In this work, we adapt a state-of-the-art model for real-time transcription towards minimal latency. We do so by allowing only causal processing within the model and reducing computational load by sharing computations across core components of the model. We further investigate the latencies incurred by widely used pre- and postprocessing strategies, and explore options to mitigate these using a combination of adapted STFT processing, label encoding schemes, loss functions, and causal post-processing. Our contribution is two-fold: First, we examine the sources of latency and causality violations in the current state-of-the-art system in online piano transcription, and propose and evaluate changes in the modeling and pre- and postprocessing stages for efficient real-time transcription. Second, we provide an open-source basis for a low-latency, real-time automatic piano transcription, inviting further research and development in this area.

The remainder of this article is structured as follows: In Section 2 we point to related work, one of which will form the our starting point for our adaptations towards minimum latency, which we will therefore focus on in greater detail in Section 3. In Section 4 we present our latency-minimizing adaptations and report the experiments conducted to assess their effect transcription accuracy. We discuss the challenges and lessons learned, and an outlook for future work in Section 5.

2 Related work↩︎

As outlined in the previous section, both online and real-time transcription remain largely unexplored. We will discuss three noteworthy contributions [5]–[7].

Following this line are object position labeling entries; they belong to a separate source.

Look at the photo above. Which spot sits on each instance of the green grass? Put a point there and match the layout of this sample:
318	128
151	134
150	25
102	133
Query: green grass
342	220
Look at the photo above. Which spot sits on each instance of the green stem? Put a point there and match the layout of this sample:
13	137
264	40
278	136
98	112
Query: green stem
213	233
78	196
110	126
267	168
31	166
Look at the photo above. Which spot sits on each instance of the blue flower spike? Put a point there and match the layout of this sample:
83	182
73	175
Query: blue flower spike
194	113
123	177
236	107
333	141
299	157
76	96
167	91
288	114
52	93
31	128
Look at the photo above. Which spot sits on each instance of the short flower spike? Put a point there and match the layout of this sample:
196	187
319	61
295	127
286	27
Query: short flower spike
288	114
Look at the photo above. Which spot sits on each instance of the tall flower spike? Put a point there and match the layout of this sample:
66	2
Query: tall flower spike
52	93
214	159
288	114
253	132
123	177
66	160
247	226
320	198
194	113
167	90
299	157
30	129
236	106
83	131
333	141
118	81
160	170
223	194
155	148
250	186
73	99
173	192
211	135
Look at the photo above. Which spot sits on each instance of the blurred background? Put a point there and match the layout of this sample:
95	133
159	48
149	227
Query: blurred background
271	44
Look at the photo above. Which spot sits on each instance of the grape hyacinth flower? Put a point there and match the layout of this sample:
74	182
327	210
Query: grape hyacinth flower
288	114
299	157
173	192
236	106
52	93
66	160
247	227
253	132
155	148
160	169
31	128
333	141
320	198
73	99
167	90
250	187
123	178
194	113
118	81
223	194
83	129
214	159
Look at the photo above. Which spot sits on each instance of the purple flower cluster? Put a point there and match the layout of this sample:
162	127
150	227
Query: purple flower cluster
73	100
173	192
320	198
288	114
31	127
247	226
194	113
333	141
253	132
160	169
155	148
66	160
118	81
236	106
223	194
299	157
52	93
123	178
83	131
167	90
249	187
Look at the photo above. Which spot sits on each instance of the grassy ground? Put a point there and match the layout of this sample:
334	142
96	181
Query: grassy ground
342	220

Fernandez [6] proposes a purely convolutional modeling approach that focuses solely on onset and velocity prediction, achieving a latency between 4 and 9 seconds.

Kwon et al.[7], [14], [15] propose an autoregressive neural network for efficient online piano transcription. The architecture comprises two main components: an acoustic module consisting of a stack of convolutional layers with frequency-conditioned FiLM layers, and a note sequence module consisting of pitchwise LSTMs, a multi-state softmax output (for different note states: onset, sustain, re-onset, offset, and off), and an autoregressive connection from the note state output of the previous time step to the current sequence module input. The authors propose various architectures that balance accuracy and latency. Overall, their models achieve latencies from 128 to 320 ms.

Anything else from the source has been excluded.